Here’s the question of the day for a beleaguered Civil Aviation Safety Authority. Why does CASA tolerate for even another minute the regular carriage of passengers by air to Palm Island over 55 kilometres of open water without life jackets?

Is it because they are predominantly indigenous passengers or Torres Strait islanders and count for shit as seems to be the case in public administration in Far Northern Queensland?

Or is it because CASA doesn’t give a toss about enforcing the purpose or intent of air safety rules in remote and predominantly black communities?

Or is it more outright incompetence and indifference to its functions as laid out so clearly in the damning ICAO audit of the level of safety oversight in Australia that the government today insists is world class?

On 1 May the Angry Flyers Lounge on the Crikey blog Plane Talking carried this detailed complaint about unsafe practices by a certain operator. CASA promised to respond.

A week later CASA said that because the complaint was before its Complaints Commissioner, Michael Hart, it could not comment.

But CASA can act. It has a duty to intervene to protect public safety that doesn’t require any reference to a part heard issue before a complaints commissioner. It doesn’t matter if the air service complained about is in fact legal in some obscure way, or in gross violation of the rules. It doesn’t need to wait for Hart to complete his inquiry to order life jackets for passengers paying money to fly on an important regional route for a long distance over water.
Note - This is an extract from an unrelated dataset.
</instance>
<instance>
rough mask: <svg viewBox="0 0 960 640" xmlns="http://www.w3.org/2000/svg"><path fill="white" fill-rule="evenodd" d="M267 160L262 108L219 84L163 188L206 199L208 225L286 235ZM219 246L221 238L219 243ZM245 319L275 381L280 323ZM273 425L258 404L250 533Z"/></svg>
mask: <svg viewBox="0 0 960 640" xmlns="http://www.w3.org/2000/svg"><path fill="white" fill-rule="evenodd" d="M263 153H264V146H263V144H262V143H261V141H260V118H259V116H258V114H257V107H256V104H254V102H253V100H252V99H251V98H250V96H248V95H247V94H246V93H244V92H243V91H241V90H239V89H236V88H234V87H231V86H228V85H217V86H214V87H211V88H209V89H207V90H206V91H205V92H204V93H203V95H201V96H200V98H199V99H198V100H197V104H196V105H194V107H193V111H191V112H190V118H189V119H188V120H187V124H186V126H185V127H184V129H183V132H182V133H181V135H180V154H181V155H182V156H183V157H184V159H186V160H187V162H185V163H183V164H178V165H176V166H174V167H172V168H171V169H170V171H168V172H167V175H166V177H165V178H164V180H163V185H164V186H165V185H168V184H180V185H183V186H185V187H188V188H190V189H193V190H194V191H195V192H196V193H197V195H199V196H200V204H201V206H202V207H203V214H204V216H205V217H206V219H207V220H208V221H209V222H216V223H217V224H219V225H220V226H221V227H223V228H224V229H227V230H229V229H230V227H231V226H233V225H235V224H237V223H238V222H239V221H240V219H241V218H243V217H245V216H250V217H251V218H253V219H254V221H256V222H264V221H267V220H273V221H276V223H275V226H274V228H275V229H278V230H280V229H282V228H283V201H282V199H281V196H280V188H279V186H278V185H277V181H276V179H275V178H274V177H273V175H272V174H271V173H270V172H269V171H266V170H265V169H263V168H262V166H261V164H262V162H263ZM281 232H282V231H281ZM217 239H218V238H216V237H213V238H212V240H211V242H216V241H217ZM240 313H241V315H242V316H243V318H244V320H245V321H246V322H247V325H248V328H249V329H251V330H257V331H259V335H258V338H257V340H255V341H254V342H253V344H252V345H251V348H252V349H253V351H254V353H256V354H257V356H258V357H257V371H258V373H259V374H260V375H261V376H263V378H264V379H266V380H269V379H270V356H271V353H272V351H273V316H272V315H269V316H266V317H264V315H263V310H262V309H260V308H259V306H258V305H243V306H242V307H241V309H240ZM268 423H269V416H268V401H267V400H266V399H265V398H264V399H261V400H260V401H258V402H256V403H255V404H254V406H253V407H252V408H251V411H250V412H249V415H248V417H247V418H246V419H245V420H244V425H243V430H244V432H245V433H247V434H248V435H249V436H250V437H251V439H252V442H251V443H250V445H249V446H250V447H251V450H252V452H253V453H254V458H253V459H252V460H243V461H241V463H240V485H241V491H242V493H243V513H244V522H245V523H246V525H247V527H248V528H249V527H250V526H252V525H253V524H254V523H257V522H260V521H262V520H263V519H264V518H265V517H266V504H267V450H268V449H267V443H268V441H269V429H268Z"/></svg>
Simple, decent, common sense is all that is needed.

What is it about FNQ that brings out the worst in transport safety public administration in this country?

On 7 May 2005 the Lockhart River crash killed all 15 people aboard a turbo prop flown by the now defunct Transair company. It was subsequently revealed in privileged testimony that CASA knew the operator was sub standard and in breach of regulations but took no effective action to remedy the situation, didn’t warn the public of the dangers it posed, and didn’t even acknowledge any responsibility to inform the public about unsafe operators.

On 15 October that year the Malu Sara, an immigration patrol boat, sank with the loss of all five people on board. The boat belonged to a fleet of vessels found to be of unseaworthy design before it went missing, and was never found following a search effort marred by indifference and incompetency.

There are signs of change in CASA’s approach to carrying out its obligations in FNQ and the rest of northern Australia. The new chief executive, John McCormick, has reversed a decision to close its Townsville office, and has ordered the creation of two other CASA offices in the north of the continent, with Broome considered the likely location for one of them.